The incident reportedly involved THAI flight TG971 from Zurich to Bangkok on Oct 11. It was scheduled to depart at 1.30pm but the duty pilots refused to take off unless some first-class passengers agreed to give up their seats to two THAI pilots deadheading to Bangkok.

All of the first-class passengers initially refused to do so. After about two hours of delay, a couple finally vacated their seats so that the flight could depart and they later filed a complaint.

THAI sources said the incident happened after a Boeing 777-300 had an engine problem and could not fly from Zurich to Bangkok. As a result, another flight was sent to take the passengers and pilots of the first plane back. This resulted in insufficient seats in first class for the pilots.

A THAI pilot said under the company regulations, the airline used to reserve some first-class seats for pilots aimed at allowing them to have enough rest hours based on aviation safety standards.

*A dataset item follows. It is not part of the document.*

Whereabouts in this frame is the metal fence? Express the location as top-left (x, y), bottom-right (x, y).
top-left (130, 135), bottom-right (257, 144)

But on this flight, all seats in first class were taken.

However, Civil Aviation Authority of Thailand (CAAT) director-general Chula Sukmanop said the reserving of first-class seats for use by pilots has nothing to do with the safety requirements of the CAAT and the International Civil Aviation Organisation (ICAO) and is a procedure adopted by the airlines themselves.

THAI labour union president Damrong Waiyakanee said yesterday the case has severely affected the airline's image and criticised the off-duty pilots.

He said the plane has a room for pilots to sleep but they did not want to use it.